Deception on His Mind–Elizabeth George


This is the first book I read in this series, all the way back in high school, lo, these many years ago.

I re-read now, as part of the series, because it’s been so long and I wanted to see it in its proper place in the series. It was compelling then, compelling enough to make me add the series to my reading list all these years later and it’s still my favorite thus far.

I think, you know, it’s because there’s no Inspector Lynley. He’s off on his honeymoon and we get only Sergeant Travers. I try to like Lynley, and he’s mostly a reasonable character, but it’s hard to feel sympathetic to a character that is both rich and part of an unreachable elite.

In this case, she’s on leave from the police force to recover from injuries she got at the end of the previous book. Her young neighbor comes to tell her that they’re taking an unexpected trip to the seaside, and her father adds that he was called to help his family with a crisis. She turns on the news and sees that there has been a murder with racial overtones committed in that town, and realizes that he’s going to involve himself in that mess. She decides to go down there herself and try to help him out.

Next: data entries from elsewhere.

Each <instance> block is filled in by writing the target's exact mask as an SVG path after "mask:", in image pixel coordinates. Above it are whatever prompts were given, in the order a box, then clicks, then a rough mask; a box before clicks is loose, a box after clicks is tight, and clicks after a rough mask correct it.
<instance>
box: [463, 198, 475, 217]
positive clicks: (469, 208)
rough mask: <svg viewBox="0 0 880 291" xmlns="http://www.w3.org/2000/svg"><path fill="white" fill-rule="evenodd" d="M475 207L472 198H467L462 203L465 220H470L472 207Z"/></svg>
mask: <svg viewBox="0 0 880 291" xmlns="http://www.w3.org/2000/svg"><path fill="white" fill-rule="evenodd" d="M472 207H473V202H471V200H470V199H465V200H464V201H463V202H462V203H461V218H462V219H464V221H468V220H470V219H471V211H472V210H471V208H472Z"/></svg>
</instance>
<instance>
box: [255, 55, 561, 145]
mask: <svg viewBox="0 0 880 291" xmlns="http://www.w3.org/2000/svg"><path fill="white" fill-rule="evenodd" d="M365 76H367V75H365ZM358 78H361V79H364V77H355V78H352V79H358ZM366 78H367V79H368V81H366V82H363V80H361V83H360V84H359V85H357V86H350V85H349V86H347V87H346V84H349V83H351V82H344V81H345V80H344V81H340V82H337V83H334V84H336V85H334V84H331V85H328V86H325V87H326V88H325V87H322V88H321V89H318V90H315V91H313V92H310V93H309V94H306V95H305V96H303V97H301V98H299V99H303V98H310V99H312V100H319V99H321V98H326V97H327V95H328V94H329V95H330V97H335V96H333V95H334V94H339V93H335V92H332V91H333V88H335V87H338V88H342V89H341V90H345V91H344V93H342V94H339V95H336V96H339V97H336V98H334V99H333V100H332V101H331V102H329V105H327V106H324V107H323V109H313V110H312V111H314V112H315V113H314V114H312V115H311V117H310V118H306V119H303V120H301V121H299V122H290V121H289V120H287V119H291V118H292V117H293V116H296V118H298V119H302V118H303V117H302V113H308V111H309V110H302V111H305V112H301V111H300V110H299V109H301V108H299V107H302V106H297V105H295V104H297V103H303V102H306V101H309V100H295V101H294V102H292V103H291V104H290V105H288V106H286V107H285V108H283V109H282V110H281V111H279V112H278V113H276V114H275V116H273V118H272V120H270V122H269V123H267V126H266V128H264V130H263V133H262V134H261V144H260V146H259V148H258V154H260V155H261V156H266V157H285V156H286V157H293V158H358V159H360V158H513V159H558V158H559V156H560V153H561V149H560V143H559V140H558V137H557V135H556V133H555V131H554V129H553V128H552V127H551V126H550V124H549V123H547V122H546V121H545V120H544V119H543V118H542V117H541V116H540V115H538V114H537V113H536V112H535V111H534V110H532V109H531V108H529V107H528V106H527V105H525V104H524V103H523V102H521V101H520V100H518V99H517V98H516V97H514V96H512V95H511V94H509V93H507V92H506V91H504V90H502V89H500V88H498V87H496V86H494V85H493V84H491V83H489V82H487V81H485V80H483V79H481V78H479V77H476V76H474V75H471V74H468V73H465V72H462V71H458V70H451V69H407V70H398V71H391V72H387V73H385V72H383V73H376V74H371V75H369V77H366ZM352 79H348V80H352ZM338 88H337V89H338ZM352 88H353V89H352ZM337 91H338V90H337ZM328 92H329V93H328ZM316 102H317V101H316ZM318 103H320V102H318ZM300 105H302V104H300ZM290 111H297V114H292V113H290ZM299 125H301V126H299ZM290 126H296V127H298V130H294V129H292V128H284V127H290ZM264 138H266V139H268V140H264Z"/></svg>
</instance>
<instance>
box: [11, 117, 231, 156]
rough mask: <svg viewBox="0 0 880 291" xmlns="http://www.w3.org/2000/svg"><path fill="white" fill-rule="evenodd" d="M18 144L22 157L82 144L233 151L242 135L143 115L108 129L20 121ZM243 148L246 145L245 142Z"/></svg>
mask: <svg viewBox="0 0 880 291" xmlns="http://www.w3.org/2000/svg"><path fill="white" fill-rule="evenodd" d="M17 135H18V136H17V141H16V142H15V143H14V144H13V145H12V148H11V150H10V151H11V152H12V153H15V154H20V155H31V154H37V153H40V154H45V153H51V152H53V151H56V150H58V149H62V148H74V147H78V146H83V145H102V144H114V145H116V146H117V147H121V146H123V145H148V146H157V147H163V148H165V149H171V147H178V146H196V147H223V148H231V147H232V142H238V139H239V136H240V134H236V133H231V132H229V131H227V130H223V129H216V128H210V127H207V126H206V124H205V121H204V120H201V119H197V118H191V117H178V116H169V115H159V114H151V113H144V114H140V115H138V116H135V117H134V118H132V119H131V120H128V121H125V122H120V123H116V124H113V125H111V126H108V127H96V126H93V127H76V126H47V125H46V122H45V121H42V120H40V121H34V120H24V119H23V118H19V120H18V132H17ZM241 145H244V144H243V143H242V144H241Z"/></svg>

Once there, she discovers the officer in charge of the case is someone she did police training with, and she gets herself put on the case as a liaison between the police and the family, as represented by her neighbor.

The victim is a recent arrival in the country from Pakistan, set to marry the daughter of a local businessman and town councilor. He’s found in a concrete structure on the beach, covered in bruises and with a broken neck.

The daughter could be a suspect if she wanted out of an arranged marriage, but actually, she was pregnant when he got there and when she told him, instead of repudiating her and breaking off the marriage, he agreed to move the wedding up. She’s in much more trouble now that he’s dead.

Her boyfriend could be a suspect, but he didn’t even know she was pregnant and shows no interest in marrying her himself, so that’s not likely.

As the case develops, it turns out that the dead man was homosexual, which adds additional options. Did he have a lover that resented his upcoming marriage? Did his lover have someone that resented their relationship? Did the family find out and flip out about it?

The ending was less than tidy, which is fairly common with these books. Havers is in trouble for the way she handled the end of the case, and the case against the killer has definite holes in it that makes conviction less than definite.

I’m looking forward to the next book in the series and seeing what happens to Sergeant Havers.